Attorney wanted to build a residential complex on the entrance to Woodbridge
A Snowmass Village condominium association has prevailed in its legal fight with an Arizona attorney who claimed ownership of a small parcel of land at the entrance of the housing complex and sought to build a multi-family residential complex.
The Woodbridge Condominium Association in 2012 sued Richard Cole’s limited liability company, Lo Viento Blanco, claiming the association owned the land because it had maintained the parcel for decades. The association was also seeking to protect views of the Brush Creek Valley and Snowmass Ski Area, according to the filing.
The lawsuit, which was filed a year after Cole presented architectural plans to the association board for his development, involved land-use rights dating to the mid-1970s — before Snowmass Village was even incorporated as a town.
Following a three-day trial last summer, Judge Gail Nichols of Pitkin County District Court agreed with the association. In a ruling released Friday, she found that the association had proven it owns the roughly half-acre of land because previous owners never disputed the condo owners’ use of it over at least 18 years. That use included mowing the land, planting trees, using it for drainage and installing a Woodbridge sign and a picnic table.
Through Lo Viento Blanco, Cole bought the land, which lies between Brush Creek Road and buildings in the complex, in a 2010 internet bankruptcy auction for $2,500, court files show. He then recorded a property deed with Pitkin County, which gave Lo Viento Blanco “independent and paramount title” to the property, according to the company’s counterclaim.
Before it became Woodbridge, the land was to be a haven for attorneys.
In the early 1970s, a group of lawyers that called itself the Inns of Court Condominium Association built a law conference center and the first residential units aimed at attorneys.

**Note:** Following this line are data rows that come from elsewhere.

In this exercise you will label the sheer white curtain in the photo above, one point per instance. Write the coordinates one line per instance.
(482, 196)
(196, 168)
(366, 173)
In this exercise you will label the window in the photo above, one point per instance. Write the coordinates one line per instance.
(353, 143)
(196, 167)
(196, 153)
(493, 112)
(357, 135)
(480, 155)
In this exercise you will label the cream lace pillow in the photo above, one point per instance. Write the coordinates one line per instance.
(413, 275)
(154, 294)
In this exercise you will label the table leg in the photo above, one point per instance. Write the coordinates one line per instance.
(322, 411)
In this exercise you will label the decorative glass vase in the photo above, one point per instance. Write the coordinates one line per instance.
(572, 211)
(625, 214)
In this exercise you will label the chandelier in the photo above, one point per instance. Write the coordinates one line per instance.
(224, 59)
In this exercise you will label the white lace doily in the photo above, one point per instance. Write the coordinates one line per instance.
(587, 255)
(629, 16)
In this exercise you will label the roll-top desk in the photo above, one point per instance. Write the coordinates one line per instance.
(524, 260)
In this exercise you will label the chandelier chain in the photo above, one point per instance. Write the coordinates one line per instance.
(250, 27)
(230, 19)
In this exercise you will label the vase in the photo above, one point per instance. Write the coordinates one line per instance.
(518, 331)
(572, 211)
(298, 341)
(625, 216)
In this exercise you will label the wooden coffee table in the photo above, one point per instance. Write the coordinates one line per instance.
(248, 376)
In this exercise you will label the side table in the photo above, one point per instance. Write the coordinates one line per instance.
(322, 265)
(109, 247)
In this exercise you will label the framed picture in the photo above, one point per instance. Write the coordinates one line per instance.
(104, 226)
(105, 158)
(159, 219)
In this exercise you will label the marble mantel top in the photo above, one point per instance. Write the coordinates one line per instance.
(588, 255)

Plans included faculty and employee housing units, a commissary and a headquarters building, Nichols’ ruling says.
A portion of the land, larger than but inclusive of the disputed parcel, was later conveyed to Lyle Foy, the owner of a Kansas construction firm that acted as the general contractor on what later became Woodbridge.
In 1975, Foy conveyed his land to the Woodbridge Condominium Association, formerly known as the Inns of Court. But the disputed parcel was not part of that transaction. Five years later, Foy realized he still owned the half-acre and was not paying taxes on it.
How the parcel’s ownership was understood is unclear after that.
“Because the membership of the [Woodbridge] board varied over time, what the board knew and understood about the disputed parcel could, and almost certainly did, vary over time,” Nichols wrote.
“ … Foy Construction, although it retained the disputed parcel, did nothing to give notice to the town, to Woodbridge or to Pitkin County that it had retained ownership of the … parcel,” the ruling says.
From then until the present day, Woodbridge acted as though it owned the parcel, maintaining it, and installing a $10,000 sign and a sprinkler system.
By 2009, Foy and his wife had died, and their son became the principal of the company that owned the disputed parcel. Also that year, their son was declared insolvent, leading to the bankruptcy auction in which Cole bought the land. Although Cole was aware of the sign and other facets Woodbridge had installed on the land, he did “nothing to interrupt Woodbridge’s continued possession and use of the disputed parcel …,” Nichols wrote. Cole’s company did pay property taxes on the parcel from 2011 to date.
Nichols ruled that, by caring for the disputed land for years, Woodbridge earned title to the property through a legal theory called adverse possession. In other words, the condo association proved that while it did not have permission from the previous owner to use the land, that use was continuous from 1975 to 1991 (the latter year is when Woodbridge apparently realized Foy still owned it). Nichols ruled that was enough time to meet Colorado’s statutory requirements for adverse possession.